Neural networks are a powerful class of non-linear functions. However, their black-box nature makes it difficult to explain their behaviour and certify their safety. Abstraction techniques address this challenge by transforming the neural network into a simpler, over-approximated function. Unfortunately, existing abstraction techniques are slack, which limits their applicability to small local regions of the input domain. In this paper, we propose Global Interval Neural Network Abstractions with Center-Exact Reconstruction (GINNACER). Our novel abstraction technique produces sound over-approximation bounds over the whole input domain while guaranteeing exact reconstructions for any given local input.
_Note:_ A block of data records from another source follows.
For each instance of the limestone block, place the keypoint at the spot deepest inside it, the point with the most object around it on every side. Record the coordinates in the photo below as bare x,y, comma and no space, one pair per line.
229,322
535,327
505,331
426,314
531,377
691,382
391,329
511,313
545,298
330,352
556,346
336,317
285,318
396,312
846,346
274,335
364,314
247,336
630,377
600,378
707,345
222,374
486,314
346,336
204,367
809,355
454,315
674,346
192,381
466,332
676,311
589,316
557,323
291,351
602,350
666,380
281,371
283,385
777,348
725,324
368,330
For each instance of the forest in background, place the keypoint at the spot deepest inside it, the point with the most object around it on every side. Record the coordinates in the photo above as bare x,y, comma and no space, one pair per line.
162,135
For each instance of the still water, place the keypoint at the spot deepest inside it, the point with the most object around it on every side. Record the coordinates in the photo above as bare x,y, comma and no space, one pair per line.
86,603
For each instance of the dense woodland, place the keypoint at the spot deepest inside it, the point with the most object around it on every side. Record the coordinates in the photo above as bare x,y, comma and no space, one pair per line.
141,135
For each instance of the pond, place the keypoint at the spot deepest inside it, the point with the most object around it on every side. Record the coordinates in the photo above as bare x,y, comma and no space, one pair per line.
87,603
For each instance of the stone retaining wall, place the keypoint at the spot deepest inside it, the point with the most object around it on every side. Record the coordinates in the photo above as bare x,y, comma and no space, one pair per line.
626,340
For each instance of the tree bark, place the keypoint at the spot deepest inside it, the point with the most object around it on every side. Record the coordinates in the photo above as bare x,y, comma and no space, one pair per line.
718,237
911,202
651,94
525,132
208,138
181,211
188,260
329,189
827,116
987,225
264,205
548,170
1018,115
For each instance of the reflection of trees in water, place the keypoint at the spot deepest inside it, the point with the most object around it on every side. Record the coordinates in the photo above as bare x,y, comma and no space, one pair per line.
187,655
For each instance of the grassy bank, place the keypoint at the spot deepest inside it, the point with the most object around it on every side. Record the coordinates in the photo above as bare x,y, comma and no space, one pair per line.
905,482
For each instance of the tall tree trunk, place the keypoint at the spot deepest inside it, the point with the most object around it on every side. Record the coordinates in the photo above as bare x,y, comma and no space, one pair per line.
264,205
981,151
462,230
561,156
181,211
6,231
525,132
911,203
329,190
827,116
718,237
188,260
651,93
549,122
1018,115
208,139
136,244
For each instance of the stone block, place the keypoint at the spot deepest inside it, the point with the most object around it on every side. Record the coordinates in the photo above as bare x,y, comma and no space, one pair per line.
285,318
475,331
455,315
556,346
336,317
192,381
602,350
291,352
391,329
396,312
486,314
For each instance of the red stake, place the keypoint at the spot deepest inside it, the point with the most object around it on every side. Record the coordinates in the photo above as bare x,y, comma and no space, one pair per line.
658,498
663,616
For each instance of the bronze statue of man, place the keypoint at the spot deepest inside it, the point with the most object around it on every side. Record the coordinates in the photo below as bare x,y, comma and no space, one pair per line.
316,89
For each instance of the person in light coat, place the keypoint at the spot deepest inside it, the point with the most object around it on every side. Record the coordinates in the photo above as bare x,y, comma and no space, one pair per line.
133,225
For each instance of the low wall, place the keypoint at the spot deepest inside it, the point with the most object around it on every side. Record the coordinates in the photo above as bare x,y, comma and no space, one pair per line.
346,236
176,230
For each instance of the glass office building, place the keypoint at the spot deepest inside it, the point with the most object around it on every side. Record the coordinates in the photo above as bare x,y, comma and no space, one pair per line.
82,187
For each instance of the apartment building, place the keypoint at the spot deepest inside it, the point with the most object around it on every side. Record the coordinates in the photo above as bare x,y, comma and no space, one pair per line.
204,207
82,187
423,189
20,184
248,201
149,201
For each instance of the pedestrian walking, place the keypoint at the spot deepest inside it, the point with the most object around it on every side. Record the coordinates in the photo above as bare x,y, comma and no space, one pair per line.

Our experiments show that GINNACER is several orders of magnitude tighter than state-of-the-art global abstraction techniques, while being competitive with local ones.
翻译:通过局部精确重建实现全局神经网络抽象化
Translated Abstract:
神经网络是一类强大的非线性函数。然而,它们黑盒的特性使得难以解释其行为并保证其安全性。抽象技术通过将神经网络转化为更简单的、过度逼近的函数来解决这一挑战。不幸的是,现有的抽象技术往往存在错误差,从而限制了它们在输入域小的局部区域中的适用性。在本文中,我们提出了全局间隔神经网络抽象化并通过中心精确重建(GINNACER)的方法。我们的新型抽象化技术在整个输入域范围内产生可靠的上逼近界限,同时保证针对任何给定的局部输入进行精确重建。我们的实验结果表明GINNACER比最新的全局抽象化技术提供了更高的准确性,同时与局部技术相比表现竞争力。